Middletown USA is my oldest photo project and only one outside of Brooklyn. Since 2007 I’ve visited and photographed all 16 Middletown’s, in 16 states. It’s a search for vernacular subjects in small town post-industrial USA, outside my urban comfort zone.
(Building) The Neo-Liberal City, is a critical study of the effects of urbanization and gentrification in Brooklyn and Queens, after the decentralization of Manhattan, into new, vertical, and independent urban centers, in 5 chapters with subjective and opinionated captions.
Sunday Afternoons documents the vernacular beauty in the urban landscape in and around the Industrial Business Zones of Brooklyn and LIC. Here I find three things I generally don’t want in my photographs, trees, cars (modern), and people.

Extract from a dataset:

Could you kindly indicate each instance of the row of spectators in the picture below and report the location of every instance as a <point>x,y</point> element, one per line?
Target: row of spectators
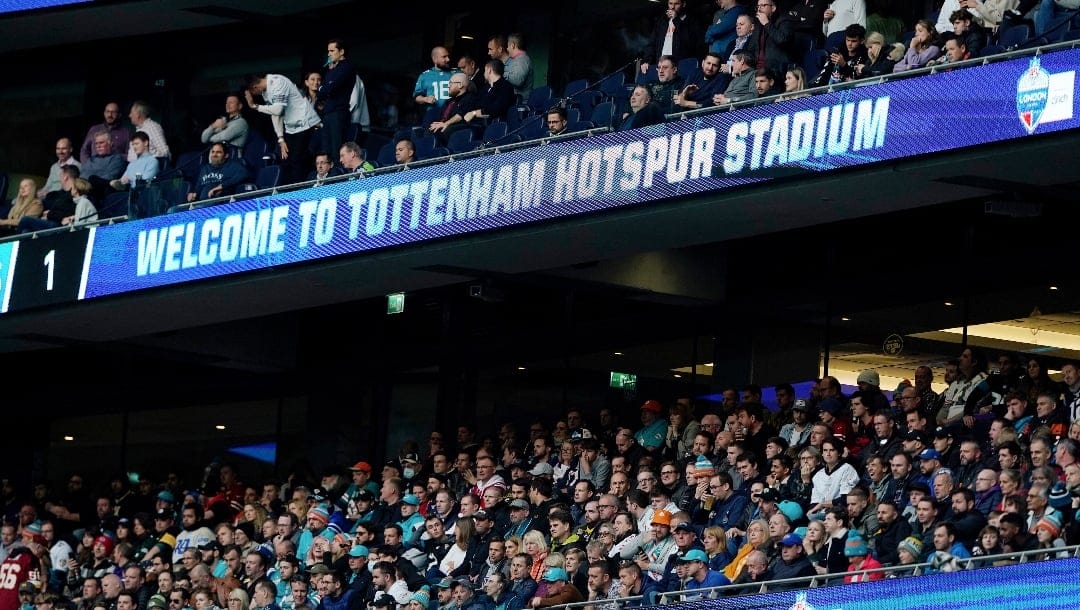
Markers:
<point>744,52</point>
<point>827,485</point>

It’s among the quietest places you can find in New York, on Sunday afternoons.
In The Branded Landscape I have photographed industrial walls, mostly in Williamsburg and Greenpoint Brooklyn, as they have been converted to mostly hand painted advertising billboards, as the demographic is changing because of rezoning from industrial to residential.
Ping Pong is a “shoot what you know, shoot what you love” project, about one of my favorite pastimes in my early teens in Sweden. Around the same time Ping Pong got very hot in NYC, with outdoor tables in public places and private clubs. This documents where and who plays in NYC, plus objects of Ping Pong, with a focus on form, space, and color.

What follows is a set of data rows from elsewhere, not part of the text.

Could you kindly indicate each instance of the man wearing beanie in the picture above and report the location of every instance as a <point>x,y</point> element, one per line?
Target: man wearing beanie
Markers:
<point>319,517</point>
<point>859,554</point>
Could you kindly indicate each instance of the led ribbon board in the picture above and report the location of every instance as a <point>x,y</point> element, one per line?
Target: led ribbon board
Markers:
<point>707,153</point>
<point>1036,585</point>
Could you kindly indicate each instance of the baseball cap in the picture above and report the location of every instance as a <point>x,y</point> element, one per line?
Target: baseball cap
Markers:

Get Out of My Frame, is a slow and reactionary body of work. It captures peoples reactions to photography in public places, in Brooklyn.
Ebba documents the Toddler years of my daughter, growing up in Brooklyn
The Riders is an ongoing study of anything with wheels (except cars) that people drive or ride, mostly for recreation, as transportation, and some due to physical handicaps.

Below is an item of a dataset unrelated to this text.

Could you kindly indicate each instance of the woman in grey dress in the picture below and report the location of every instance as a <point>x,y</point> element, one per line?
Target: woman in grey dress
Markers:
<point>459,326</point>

There’s a focus on vintage and unusual vehicles and things people do while riding or driving. All the photographs to date are from Brooklyn, NY. As with my other work, it also studies the urban and industrial landscapes of Brooklyn with a focus on space and form.
As more and more car-bound former suburbanites move in, there are fewer cool and interesting other vehicles on the streets.
Brooklyn Rides documents vintage bicycles in the same areas as Urban Cars Brooklyn did.